As peace talks begin between the two groups, the skills of unbiased mediation will be crucial to moving the situation forward. Ideally these groups will be able to sign a ceasefire with provisions for accountability that will increase the likelihood of an effective peace negotiation. There will undoubtedly be a need for economic incentives to bring the parties to a point of negotiation. The interests of the opposing parties will need to be looked at closely in order to address on going strife in the Darfur region between the pastoralists and the agriculturalists. The need for a viable system of economic subsistence will also be a key thing to address in negotiations. In the process of negotiations, the mediator (at this point the AU) will not be able to act as a representative of the international law. The conflict between mediation and international law investigations would compromise the ability of the mediator to bring viable options to the table.

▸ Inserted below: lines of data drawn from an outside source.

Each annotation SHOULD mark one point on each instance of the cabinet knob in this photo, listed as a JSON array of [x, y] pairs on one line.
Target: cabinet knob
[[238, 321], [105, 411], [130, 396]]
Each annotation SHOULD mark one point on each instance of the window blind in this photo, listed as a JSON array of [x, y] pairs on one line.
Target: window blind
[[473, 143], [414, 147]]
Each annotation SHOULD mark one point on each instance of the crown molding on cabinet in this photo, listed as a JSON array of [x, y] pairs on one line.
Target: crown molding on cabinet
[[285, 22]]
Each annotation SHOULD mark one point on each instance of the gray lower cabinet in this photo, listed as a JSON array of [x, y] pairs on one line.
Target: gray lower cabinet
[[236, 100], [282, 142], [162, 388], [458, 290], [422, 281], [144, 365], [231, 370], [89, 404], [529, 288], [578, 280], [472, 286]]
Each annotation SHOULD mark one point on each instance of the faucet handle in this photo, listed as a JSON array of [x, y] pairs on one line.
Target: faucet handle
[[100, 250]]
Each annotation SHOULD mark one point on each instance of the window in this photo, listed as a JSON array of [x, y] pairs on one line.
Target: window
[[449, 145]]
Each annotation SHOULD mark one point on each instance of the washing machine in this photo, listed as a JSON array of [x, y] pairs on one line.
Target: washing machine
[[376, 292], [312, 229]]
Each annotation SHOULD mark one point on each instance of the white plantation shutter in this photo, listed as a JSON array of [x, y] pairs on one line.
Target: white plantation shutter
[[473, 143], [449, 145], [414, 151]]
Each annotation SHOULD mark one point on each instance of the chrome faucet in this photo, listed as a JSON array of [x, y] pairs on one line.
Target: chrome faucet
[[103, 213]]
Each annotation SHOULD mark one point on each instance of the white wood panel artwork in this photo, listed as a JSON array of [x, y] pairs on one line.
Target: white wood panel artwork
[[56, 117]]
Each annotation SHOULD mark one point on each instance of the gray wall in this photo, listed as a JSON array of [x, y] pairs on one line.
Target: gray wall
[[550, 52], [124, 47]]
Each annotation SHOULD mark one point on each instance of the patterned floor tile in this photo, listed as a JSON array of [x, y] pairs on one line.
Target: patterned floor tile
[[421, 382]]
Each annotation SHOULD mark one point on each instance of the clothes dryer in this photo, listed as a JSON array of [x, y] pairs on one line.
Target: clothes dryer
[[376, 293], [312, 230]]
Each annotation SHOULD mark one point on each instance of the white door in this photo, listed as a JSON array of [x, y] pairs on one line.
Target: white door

For this reason, the peace negations will need to continue (once a ceasefire has been signed) without a connection to the ICC investigations into the war crimes committed in Darfur. As a potential point of leverage, the ICC’s finding may be negated in order to increase the incentive for the GOS to cooperate in the negotiations.
Conclusion
The fact that a crisis involving crimes against humanity can continue for years on end is a reflection on the international community’s lack of seriousness regarding peace keeping and the protection of basic human rights. The individuals who represent states through leadership positions in the previously mentioned groups, act in the interest of their states alone, and thus miss the very important principles of conflict management. In the aftermath of many genocides it has been said that if a government or group can slaughter one race, why couldn’t another slaughter you or me? And this is unfortunately the reality of large scale, government sponsored killing. Without a large outcry from the international community, a government is free to kill its own people with almost all certainty that the humanitarian community will come and give aid to the dieing without challenging the regime. This at large, has been the case for Darfur. The conflict management methods that have been used have not been effective enough to stop the daily atrocities on the ground. What could have been done differently? What actions should be taken now? These questions are important but come at a time when the face of the conflict has changed from a large-scale government backed counter insurgency to a mass humanitarian crisis with endless abuse of human rights. The changing face of conflicts is important to keep in mind, as it requires dynamic and continues assessment by peacekeepers to determine and address the new and developing facets of a crisis. In Darfur, the new face of the conflict are the 2.5 million people who have been displaced and denied basic food, water, shelter and security. These are the people who conflict management and peace creation is for. It should be for each one of those faces that we examine power plays and economic incentives and strategies to prevent this from happening again.